Come sconfiggere la periartrite scapolo omerale in 3 semplici passi

In questo articolo vedremo come risolvere un problema che può essere fonte di sintomi e dolori molto fastidiosi: sto parlando della periartrite scapolo omerale.

Periartrite scapolo omerale è un termine generico per indicare l’infiammazione dei tendini della spalla, situazione che si accompagna spesso a dolore notturno e a difficoltà nel muovere il braccio, a volte anche con movimenti semplici (ad esempio mettersi la giacca).

Andremo a vedere cosa significa avere la periartrite scapolo omerale e cosa la causa (per evitare di ricaderci una volta risolta).

Ovviamente, vedremo una strategia efficace per migliorare e risolvere il problema.

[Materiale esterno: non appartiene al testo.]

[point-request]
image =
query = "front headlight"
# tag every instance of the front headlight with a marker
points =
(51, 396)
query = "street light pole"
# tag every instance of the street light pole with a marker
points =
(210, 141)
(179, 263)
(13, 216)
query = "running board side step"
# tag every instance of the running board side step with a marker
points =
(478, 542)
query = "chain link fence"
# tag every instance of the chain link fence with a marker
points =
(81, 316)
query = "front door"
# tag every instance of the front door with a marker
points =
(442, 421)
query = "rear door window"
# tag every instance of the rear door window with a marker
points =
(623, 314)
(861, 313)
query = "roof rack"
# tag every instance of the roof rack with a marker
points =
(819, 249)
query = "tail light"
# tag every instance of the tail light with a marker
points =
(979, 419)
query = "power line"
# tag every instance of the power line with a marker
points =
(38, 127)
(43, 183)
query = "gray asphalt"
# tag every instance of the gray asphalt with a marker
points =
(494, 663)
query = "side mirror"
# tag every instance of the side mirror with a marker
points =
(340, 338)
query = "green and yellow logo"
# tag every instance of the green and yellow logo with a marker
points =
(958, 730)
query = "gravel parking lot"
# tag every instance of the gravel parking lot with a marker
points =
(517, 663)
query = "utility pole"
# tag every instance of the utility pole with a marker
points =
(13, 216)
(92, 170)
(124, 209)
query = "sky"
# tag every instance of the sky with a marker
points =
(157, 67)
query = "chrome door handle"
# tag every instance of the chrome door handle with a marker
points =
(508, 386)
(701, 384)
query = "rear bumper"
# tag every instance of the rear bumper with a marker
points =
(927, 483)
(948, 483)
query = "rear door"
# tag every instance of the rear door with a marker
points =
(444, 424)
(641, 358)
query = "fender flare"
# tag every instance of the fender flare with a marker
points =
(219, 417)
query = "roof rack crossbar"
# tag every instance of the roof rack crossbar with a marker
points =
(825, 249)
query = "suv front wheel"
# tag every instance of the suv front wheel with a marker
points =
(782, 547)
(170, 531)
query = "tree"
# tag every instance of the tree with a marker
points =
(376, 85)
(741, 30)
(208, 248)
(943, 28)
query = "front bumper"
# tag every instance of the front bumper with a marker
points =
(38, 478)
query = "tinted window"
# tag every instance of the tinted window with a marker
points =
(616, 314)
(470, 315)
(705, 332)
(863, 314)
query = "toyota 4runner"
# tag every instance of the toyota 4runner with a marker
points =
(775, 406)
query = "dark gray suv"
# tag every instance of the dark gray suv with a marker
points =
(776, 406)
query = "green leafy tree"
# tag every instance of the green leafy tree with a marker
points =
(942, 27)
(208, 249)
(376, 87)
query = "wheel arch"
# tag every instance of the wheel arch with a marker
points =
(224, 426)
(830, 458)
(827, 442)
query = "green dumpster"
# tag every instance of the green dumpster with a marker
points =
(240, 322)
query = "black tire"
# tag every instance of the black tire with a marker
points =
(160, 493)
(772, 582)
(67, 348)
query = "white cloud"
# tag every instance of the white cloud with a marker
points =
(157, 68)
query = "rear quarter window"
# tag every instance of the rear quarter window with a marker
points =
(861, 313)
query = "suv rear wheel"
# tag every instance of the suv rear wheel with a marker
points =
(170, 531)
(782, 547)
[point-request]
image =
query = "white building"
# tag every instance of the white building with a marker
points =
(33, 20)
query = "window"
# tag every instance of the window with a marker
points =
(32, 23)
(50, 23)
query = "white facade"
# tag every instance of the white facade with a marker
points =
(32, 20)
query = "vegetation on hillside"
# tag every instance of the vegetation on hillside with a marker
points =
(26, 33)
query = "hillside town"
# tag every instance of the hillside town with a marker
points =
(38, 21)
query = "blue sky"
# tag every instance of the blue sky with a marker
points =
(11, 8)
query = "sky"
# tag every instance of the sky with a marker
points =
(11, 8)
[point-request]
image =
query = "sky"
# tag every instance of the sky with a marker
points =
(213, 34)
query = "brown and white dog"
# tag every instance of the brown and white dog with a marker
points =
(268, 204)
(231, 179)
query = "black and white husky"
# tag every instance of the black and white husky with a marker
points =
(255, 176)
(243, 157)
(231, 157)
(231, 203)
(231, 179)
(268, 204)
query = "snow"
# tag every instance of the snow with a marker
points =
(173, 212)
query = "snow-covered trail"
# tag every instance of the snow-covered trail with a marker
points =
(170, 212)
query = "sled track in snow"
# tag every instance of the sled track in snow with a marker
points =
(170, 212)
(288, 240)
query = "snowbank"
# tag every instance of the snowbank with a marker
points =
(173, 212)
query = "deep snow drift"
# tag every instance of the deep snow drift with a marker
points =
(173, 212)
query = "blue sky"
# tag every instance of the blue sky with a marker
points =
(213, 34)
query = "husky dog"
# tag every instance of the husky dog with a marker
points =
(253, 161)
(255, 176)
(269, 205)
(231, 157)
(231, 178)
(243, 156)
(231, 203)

Questa strategia è parte della mia guida completa al dolore di spalla, ed è stata testata su centinaia di persone in uno studio dell’università di Sheffield.

Ok, iniziamo!


Indice dell’articolo

Cos’è la periartrite scapolo omerale

Che sintomi provoca

Cosa te l’ha causata

Come si fa la diagnosi

Gli esercizi mirati: la terapia più efficace in 3 passi

Una guida completa per il dolore alla spalla

Altre terapie

Conclusione


Cos’è la periartrite scapolo omerale

Il termine periartrite scapolo omerale lo puoi tradurre così:

  • infiammazione (-ite)
  • di strutture intorno all’articolazione (peri-articolari)
  • a livello della spalla (articolazione scapolo-omerale)

Tradotto in parole povere, è un termine generico per indicare che si è infiammato qualcosa a livello della spalla, e che questo qualcosa non è l’osso e non è dentro l’articolazione.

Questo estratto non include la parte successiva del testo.